Constituency details
- Country: India
- Region: East India
- State: Bihar
- District: Patna
- Established: 1951
- Abolished: 1957
- Total electors: 2,50,896
- Reservation: None

= Patna East Lok Sabha constituency =

Patna East Lok Sabha constituency was a parliamentary constituency in Bihar represented in the 1st Lok Sabha. It was created under the Delimitation of Parliamentary and Assembly Constituencies order, 1951 for the 1951–52 Indian general election and abolished following the delimitation carried out during 1952–53 on the basis of the 1951 Census, prior to the 1957 Indian general election.

==Formation and extent==

Patna East was one of four parliamentary constituencies in the then Patna district during the 1951–52 Indian general election, the first general election held in independent India. The others three consitituencies were Pataliputra, Patna Central, and Patna cum Shahabad.
The constituency covered the Barh subdivision of the then Patna district together with parts of the Bihar subdivision.
Under the Delimitation of Parliamentary and Assembly Constituencies Order, 1951, the constituency comprised:
- Barh subdivision, excluding Fatwah police station; and
- Bihar subdivision, only Bihar and Asthawan police stations.

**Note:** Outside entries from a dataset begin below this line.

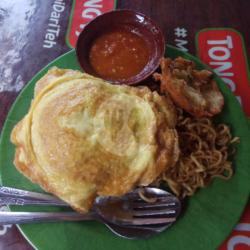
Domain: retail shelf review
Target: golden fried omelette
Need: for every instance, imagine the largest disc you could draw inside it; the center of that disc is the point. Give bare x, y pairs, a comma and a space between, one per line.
84, 137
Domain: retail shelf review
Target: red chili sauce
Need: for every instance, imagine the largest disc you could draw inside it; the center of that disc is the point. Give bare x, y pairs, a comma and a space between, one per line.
119, 54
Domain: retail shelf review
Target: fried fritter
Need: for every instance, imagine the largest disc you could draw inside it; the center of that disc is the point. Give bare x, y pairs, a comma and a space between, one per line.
193, 90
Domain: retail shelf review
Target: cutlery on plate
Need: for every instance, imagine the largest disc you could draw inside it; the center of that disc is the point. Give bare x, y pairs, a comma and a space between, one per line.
128, 216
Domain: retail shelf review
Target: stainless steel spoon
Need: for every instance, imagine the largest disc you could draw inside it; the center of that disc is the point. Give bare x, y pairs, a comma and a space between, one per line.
106, 209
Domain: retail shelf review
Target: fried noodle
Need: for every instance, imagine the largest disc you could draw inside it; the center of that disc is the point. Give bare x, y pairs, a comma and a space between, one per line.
205, 148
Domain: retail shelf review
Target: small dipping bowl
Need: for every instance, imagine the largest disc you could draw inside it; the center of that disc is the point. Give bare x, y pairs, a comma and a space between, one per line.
140, 27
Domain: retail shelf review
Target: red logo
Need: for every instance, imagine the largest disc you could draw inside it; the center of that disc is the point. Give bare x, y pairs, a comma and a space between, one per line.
223, 50
83, 11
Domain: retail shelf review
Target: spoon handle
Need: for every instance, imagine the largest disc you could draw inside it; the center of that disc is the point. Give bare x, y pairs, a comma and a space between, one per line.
14, 196
9, 200
35, 217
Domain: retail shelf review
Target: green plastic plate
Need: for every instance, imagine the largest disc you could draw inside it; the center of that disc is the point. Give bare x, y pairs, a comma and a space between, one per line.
208, 217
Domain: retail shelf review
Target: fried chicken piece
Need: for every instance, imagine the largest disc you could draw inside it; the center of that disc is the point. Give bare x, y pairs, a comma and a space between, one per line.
193, 90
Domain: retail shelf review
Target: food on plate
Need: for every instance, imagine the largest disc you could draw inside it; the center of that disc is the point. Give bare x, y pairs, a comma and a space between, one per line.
204, 151
84, 137
192, 90
118, 54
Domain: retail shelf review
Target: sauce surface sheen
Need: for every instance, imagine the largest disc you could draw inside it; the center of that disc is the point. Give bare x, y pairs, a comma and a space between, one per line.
118, 54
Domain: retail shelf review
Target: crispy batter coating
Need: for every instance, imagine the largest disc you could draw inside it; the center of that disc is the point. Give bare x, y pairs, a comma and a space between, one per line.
193, 90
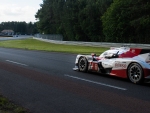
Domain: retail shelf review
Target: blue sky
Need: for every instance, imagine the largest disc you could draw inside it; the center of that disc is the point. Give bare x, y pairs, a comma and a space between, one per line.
19, 10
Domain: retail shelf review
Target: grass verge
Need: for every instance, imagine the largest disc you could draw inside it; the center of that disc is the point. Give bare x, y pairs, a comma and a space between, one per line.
31, 44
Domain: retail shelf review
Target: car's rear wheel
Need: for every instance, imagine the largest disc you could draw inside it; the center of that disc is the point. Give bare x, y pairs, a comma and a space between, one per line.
135, 73
83, 64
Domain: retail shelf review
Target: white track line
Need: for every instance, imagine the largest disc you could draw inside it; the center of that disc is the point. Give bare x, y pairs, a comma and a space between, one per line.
16, 63
107, 85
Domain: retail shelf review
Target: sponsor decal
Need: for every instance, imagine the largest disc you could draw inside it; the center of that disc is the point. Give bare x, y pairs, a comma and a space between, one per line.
120, 65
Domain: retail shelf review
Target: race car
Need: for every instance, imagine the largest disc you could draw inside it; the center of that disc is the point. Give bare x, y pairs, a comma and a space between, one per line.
124, 62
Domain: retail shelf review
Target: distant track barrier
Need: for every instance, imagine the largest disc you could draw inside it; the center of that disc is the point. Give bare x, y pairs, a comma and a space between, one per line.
95, 44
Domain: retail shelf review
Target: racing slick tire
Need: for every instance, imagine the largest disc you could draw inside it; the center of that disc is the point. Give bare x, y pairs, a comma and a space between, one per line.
83, 64
135, 73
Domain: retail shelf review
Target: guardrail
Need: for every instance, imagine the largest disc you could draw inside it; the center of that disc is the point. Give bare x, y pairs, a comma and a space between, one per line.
96, 44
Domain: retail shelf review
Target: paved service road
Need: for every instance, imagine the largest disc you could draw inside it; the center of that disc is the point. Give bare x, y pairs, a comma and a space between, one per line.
44, 82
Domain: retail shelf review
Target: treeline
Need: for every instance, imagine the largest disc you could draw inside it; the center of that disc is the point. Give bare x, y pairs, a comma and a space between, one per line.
19, 27
96, 20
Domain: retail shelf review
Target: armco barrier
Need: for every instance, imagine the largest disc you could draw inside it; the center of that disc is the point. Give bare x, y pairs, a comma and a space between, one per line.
96, 44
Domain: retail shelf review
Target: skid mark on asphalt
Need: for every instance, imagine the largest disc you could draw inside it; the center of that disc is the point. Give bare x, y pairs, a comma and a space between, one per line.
99, 83
16, 63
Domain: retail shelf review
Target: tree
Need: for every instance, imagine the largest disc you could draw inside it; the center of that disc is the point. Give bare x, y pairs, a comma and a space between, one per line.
127, 21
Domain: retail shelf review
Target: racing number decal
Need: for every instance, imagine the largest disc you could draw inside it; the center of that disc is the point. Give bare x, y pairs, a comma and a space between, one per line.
120, 65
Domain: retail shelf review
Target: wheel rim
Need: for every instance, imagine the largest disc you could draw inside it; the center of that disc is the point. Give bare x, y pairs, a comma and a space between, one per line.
135, 73
82, 64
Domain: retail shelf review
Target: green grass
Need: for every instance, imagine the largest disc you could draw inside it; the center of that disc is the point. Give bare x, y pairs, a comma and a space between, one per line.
32, 44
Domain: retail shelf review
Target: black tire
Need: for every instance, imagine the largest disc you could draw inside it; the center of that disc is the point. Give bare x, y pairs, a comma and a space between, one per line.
135, 73
83, 64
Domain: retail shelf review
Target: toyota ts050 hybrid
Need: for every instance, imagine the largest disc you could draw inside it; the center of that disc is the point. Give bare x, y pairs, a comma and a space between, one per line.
125, 62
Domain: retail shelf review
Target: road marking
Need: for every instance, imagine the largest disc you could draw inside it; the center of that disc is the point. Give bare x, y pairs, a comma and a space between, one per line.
16, 63
107, 85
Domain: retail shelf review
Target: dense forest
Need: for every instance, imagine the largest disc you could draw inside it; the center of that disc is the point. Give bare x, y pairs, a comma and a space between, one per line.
19, 27
96, 20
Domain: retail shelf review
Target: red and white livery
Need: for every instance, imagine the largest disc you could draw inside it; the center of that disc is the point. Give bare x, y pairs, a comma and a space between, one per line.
125, 62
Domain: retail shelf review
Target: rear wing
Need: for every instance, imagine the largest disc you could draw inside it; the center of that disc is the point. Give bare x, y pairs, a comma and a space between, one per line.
133, 52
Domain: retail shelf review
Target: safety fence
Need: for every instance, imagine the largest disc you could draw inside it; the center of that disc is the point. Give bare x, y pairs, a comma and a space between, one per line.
96, 44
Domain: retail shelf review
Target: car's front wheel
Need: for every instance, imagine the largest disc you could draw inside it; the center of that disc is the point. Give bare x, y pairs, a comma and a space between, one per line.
83, 64
135, 73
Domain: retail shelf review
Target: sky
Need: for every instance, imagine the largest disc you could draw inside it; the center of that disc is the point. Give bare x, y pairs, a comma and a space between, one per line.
19, 10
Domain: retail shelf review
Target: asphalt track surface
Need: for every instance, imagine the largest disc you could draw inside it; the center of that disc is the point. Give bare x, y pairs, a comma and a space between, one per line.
44, 82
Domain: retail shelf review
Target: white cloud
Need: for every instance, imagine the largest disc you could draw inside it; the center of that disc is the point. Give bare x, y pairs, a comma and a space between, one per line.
14, 12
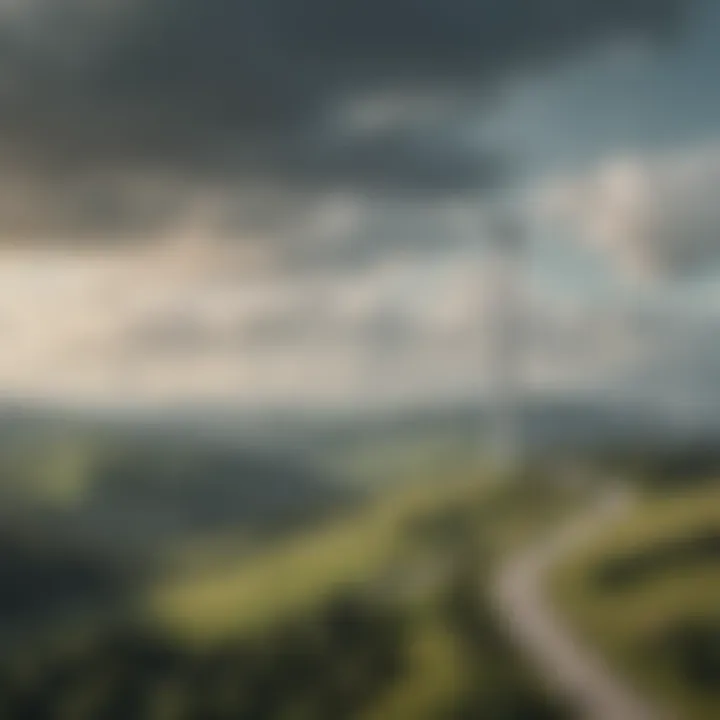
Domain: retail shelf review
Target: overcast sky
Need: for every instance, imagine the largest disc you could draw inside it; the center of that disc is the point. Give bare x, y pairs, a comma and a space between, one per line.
272, 201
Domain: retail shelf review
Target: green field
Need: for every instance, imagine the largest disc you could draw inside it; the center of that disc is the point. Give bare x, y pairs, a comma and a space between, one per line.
648, 595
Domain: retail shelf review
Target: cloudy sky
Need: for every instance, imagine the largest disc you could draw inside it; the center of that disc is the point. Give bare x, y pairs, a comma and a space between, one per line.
278, 202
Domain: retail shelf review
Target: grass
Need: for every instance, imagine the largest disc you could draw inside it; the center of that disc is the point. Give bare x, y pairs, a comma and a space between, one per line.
297, 574
407, 540
628, 621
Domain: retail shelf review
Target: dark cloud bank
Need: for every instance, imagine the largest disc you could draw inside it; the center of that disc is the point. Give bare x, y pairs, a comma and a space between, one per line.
231, 93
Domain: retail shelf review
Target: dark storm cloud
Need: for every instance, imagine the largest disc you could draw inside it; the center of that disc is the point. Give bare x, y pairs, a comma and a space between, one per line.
231, 91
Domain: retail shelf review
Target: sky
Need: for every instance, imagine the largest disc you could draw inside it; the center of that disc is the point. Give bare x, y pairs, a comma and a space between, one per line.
297, 203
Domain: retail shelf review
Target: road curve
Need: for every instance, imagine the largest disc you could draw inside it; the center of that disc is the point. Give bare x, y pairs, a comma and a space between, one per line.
569, 668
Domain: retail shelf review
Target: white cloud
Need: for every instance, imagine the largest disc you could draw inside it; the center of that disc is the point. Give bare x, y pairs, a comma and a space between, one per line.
183, 321
655, 217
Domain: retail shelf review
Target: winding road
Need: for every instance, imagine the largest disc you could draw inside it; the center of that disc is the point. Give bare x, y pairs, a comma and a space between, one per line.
568, 667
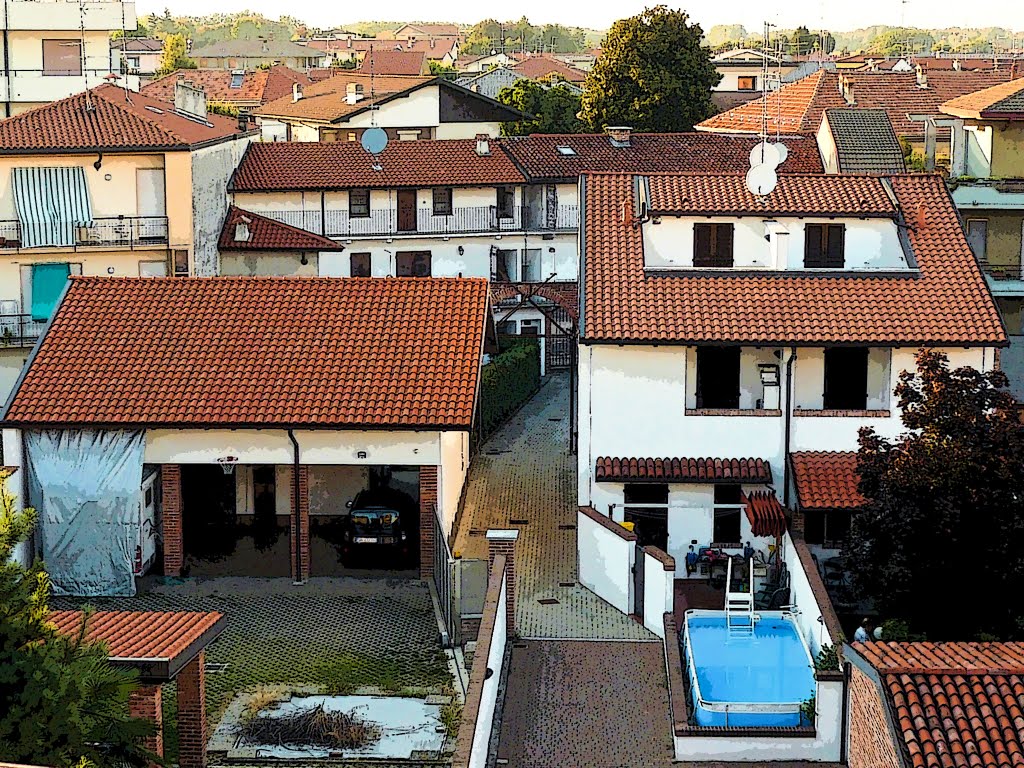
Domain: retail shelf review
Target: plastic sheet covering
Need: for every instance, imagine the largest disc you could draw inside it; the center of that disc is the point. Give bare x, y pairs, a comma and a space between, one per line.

The constituency's boundaries were based on the administrative divisions then in force, when the present-day Nalanda district formed part of Patna district.

==Election==

===General election, 1951–52===

Patna East was a single-member constituency. Tarkeshwari Prasad Sinha aka Tarkeshwari Devi of the Indian National Congress was elected to represent it in the 1st Lok Sabha in the 1951–52 general election.

1951–52 Indian general election in Bihar: 03 Patna East
| Party |  | Candidate | Votes | % | ±% |
|---|---|---|---|---|---|
|  | INC | Tarkeshwari Devi | 62,238 | 46.90 |  |
|  | Socialist | B. P. Jawahar | 29,388 | 22.14 |  |
|  | MFB | Sheel Bhadra Yajee Alias Laddu Sharma | 27,073 | 20.40 |  |
|  | Independent | Jadunandan Prasad | 14,017 | 10.56 |  |
| Turnout |  |  | 132,716 | 52.90 | New |

==Abolition==

Following the delimitation exercise undertaken during 1952–53 on the basis of the 1951 Census, Patna East Lok Sabha constituency was abolished before the 1957 Indian general election. Its territory was redistributed among the newly constituted Barh, Nalanda and Monghyr parliamentary constituencies. Most of the Barh subdivision became part of Barh, except Sarmera police station, which was included in Monghyr. The Bihar police station area was transferred to Nalanda, while Asthawan police station was included in Monghyr. Although no direct successor constituency was designated, Barh was generally regarded as the principal successor to Patna East, having incorporated the largest share of its former territory until its own dissolution in 2008, when its territory was divided principally between the present-day Munger and Patna Sahib parliamentary constituencies.